Until Saturday, the utility box’s sole function was to control the busy intersection’s signal lights. Inez wrapped the square, five-foot tall utility box with a celebration of Hermosa’s punk music history. The utility box’s four corners bore street signs reading Black Flag, Descendents, Circle Jerks and Pennywise. All were seminal punk bands based in Hermosa and known worldwide.

Inez is a Hermosa Beach artist and designer, whose company M1SK (Made 1n Southern Kalifornia) draws heavily from Hermosa’s music, skate and surf cultures.

Seven other Hub (Hermosa Utility Box) murals were also unveiled on Saturday. The project was organized by Leadership Hermosa Beach, which prepares residents for civic leadership roles.

Just north of Inez’s punk tribute is Chris Miller’s tribute to early Hermosa, when the town was divided into tracts named after famous poets. Her mural includes early surfing and beach photos and inspirational quotes from Shakespeare, Tennyson Keats and Longfellow.
South of Pier Avenue, next to Scotty’s on The Strand restaurant, artist Rob Dob covered a utility box with four, troubled looking, adolescent surfers.

Inez designed a second utility box on the south end of Hermosa, at Herondo Street and Monterey Avenue. The design is a brightly colored interpretation of the Hermosa Beach city logo.

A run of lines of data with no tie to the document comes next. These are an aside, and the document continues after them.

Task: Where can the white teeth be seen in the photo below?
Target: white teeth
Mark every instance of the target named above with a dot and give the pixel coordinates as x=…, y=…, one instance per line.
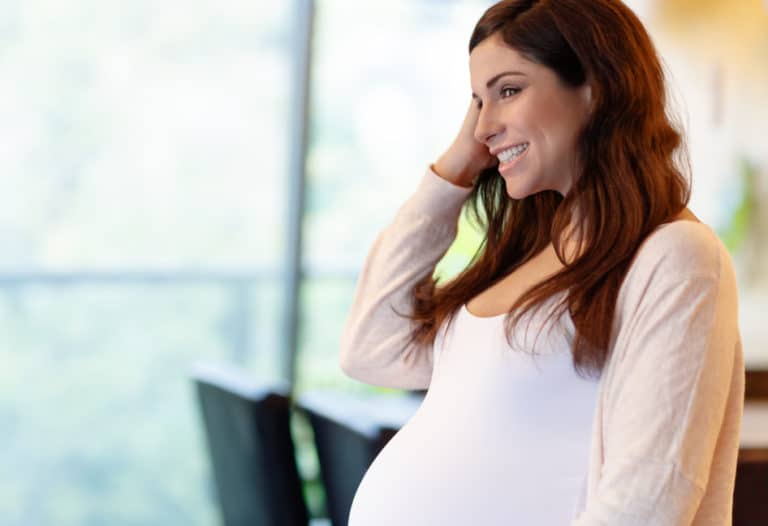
x=510, y=153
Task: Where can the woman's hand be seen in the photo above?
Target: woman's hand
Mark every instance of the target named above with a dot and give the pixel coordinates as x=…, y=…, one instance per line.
x=463, y=161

At the north end of town, on The Strand at the Hermosa and Manhattan Beach border are two tall, narrow utility boxes designed by Jeff Fieger and Lisa Arnett. Both artists’s designs celebrate Hermosa’s surf culture.

In the center of town, along the Green Belt, across from Valley School, Jake Tedesco covered an elevated utility box with a sparrow guarding her eggs opposite a garden scene with a lizard, a bee and flowering vines.

On a utility box on the east side of town, at Prospect and Aviation Boulevard, artist Carissa Catalina drew an art deco-inspired Hermosa sun logo hovering over a breaking wave.
The vinyl murals were printed and installed by Spin Imaging in Long Beach, which also installed John Van Hamersveld’s “History of Surfing”mural at 14th Street and Hermosa Avenue and will be installing Bo Bridges “Hermosa Volleyball” mural on Saturday, June 26 on the city parking structure at 13th Street and Beach Drive. The Van Hamersveld and Bridges murals are the fifth and sixth of a series of 10 murals produced by the Hermosa Murals Committee.